Allah, hüviyetini alemlerde Kur’an ile açmıştır. Kur’an hakk’ın ilmini alemlerde zuhura getirmesi ve ilahi kanunlarla alemlerde konuşmasıdır. Bu nedenle alemler ve insan fiili Kur’an, temsili Kur’an ve tafsili Kur’an’dır. Her mevcud ve insan kendi nefs mertebesinden Kur’an’ın zuhura çıktığı görünme yerleridir. Kur’an her zamanda zamanın gerektirdiği ilmi açığa çıkarır. Kur’an’ın açığa çıkardığı hüviyeti kadar Hakk’ı bilebiliriz. Açmadığı kısım ise “hüviyet gaybı” olarak gizli hazinenin açılacağı zamanı bekler. Hz. Resul (sav) “Kur’anın zahiri, batını, haddi ve matla-ı ve batınında batını vardır” buyurarak bize bu konuda büyük ışık tutmuştur.
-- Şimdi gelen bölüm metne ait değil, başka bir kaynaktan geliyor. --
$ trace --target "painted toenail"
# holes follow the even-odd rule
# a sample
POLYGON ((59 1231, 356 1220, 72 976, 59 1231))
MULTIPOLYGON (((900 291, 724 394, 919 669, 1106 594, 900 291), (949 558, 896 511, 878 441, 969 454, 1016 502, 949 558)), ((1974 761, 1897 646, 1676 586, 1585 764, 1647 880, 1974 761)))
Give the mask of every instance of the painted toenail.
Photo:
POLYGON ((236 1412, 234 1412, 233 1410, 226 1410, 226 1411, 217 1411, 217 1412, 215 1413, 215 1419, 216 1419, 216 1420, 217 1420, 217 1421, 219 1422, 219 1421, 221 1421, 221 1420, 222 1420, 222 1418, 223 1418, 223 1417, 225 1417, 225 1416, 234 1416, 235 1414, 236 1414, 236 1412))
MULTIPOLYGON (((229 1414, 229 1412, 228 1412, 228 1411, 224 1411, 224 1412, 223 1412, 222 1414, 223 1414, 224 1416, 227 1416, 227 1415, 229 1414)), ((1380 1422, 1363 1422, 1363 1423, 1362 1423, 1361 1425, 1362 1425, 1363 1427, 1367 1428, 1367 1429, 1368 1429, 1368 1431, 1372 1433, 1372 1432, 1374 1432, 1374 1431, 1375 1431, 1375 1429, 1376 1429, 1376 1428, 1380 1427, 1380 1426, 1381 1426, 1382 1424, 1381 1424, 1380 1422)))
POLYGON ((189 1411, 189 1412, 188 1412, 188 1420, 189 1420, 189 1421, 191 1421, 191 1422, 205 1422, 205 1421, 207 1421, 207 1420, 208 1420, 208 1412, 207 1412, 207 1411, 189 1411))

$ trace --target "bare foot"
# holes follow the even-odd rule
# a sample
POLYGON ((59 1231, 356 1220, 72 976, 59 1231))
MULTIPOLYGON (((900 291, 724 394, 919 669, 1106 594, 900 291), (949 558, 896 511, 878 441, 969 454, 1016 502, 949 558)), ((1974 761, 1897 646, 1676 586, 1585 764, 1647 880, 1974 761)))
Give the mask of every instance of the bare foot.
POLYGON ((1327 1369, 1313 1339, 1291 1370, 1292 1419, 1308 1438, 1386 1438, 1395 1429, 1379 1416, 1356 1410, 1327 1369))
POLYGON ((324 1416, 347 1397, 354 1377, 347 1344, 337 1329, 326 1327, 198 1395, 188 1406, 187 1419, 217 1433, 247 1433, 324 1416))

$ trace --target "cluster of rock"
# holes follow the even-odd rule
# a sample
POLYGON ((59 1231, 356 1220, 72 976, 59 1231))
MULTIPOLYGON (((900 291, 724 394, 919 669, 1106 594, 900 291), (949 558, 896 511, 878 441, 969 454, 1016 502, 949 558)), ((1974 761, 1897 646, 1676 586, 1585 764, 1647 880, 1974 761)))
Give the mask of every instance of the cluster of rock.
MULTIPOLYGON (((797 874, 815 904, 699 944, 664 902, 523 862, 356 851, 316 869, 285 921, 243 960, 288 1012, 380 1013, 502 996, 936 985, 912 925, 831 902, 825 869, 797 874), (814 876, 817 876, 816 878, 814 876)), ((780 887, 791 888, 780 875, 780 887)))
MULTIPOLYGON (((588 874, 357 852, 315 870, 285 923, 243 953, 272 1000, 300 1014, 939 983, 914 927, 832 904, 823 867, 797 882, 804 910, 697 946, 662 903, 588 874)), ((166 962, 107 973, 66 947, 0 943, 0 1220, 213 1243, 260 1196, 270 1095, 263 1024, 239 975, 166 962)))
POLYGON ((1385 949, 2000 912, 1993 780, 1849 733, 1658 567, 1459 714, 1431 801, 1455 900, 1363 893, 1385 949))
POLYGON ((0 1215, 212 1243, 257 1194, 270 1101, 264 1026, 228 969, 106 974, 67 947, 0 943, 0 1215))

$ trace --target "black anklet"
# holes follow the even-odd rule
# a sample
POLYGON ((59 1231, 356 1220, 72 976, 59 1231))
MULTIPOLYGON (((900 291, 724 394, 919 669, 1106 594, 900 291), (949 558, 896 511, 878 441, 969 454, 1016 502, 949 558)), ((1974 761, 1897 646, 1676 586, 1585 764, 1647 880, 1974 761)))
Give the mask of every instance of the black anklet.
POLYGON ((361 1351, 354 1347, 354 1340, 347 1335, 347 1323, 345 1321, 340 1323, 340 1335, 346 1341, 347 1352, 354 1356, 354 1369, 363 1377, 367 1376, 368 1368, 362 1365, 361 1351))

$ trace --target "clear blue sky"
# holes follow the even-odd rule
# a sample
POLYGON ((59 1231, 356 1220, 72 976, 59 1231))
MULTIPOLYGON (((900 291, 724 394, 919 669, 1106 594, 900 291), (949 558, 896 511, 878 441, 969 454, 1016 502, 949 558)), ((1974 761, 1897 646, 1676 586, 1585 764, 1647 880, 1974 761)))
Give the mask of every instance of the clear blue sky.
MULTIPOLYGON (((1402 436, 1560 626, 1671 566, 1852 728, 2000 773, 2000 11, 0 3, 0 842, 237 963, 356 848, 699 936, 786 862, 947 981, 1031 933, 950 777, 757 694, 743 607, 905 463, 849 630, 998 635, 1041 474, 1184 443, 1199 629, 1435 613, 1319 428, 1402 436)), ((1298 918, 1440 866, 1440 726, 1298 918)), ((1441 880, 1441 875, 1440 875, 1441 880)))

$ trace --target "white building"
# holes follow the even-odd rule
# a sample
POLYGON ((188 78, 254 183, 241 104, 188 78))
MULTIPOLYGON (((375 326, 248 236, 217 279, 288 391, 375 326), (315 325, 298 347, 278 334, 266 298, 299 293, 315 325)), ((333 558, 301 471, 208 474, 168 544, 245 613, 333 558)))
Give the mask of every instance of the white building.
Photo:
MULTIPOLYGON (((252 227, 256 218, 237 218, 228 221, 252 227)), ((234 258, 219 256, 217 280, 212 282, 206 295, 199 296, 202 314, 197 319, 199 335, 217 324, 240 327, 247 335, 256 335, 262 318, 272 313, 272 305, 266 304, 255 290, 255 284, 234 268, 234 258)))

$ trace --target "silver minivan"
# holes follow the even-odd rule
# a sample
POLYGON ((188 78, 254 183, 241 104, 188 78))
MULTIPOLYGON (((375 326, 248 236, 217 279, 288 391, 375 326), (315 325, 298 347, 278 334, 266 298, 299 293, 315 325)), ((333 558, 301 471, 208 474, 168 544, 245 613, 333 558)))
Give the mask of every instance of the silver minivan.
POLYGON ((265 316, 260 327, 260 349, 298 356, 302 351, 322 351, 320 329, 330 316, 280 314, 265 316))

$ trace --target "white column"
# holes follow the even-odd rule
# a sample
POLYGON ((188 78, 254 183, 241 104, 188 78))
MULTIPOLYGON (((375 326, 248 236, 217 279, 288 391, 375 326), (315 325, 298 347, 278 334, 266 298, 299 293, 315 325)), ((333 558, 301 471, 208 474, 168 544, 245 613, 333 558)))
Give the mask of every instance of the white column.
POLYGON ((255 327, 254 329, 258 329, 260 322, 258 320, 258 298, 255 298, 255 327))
Kur’anın zahiri açıklanan zahir şeriat hükümleridir. Batını ise zahir yönün hakikat ve marifet hükümlerin bildirilmesidir. Haddi derken zahir ve batın hükümlerini belirten ve birleştiren sınırları açıklar. Matla-ı derken ise zahir-batın-evvel-ahir hükümlerini birleştiren ana kaynağı Zati Hüviyetini belirtir. Bunu belirten ayette “O (hüve) evveldir, ahirdir, zahirdir, batındır; O (hüve=ilahi hüviyet) her şeyi bilicidir” (Hadid/3) buyurulmaktadır. Bu nedenle Şeriat-ı Muhammedi ve Sünnet-i Muhammedi bütün bu vasıfları birleştiren ve açan hususları içerir. Kur’anın yaşama sunulmuş biçimidir. Zahirsiz batın, batınsız zahir, evvelsiz ahir, ahirsiz evvel eksiktir. Şeriat-ı Muhammedi’nin yaşanmasıda bu nedenle eksik kalır. Şeriat-ı Muhammedi ise insanı “kamil insan” yapmak üzere konulan hükümleridir. Eksik ve noksan bir insan Hakk’ı tam yansıtamaz. Eksik ayna olur. Kur’an’dan Temsil ettiği ise yansıttığı kadardır. “Ben Ademi kendi suretimde ve Rahman suretinde yarattım” kudsi hadislerinden hissesi kamil manada olmaz. İsim ve sıfatlarını ve Hakk’ı temsil ve tafsil ettiği oranda insan olur. Esas olan ise “insan-ı kamil” olmaktır. “Zahir-batın-evvel-ahir” yönleriyle ilahi hüviyeti kamil manada temsil ederek “halife” olarak yaşamaktır hedef. Bu nedenle Kur’an’ı hadiste belirtildiği ve ayette açıklandığı üzere zahir-batın bütünlüğü ile yaşamak gereklidir. Şeriat-ı Muhammedinin gerçek hedefi de budur. “O hevasından konuşmaz. Konuştuğu ancak vahy iledir” (Necm/3-4) hükmü gereği Sünnet-i Muhammedi’de Kur’an’ın yaşanmış ve tafsil edilmiş halidir. O da bütün bu özellikleri açandır.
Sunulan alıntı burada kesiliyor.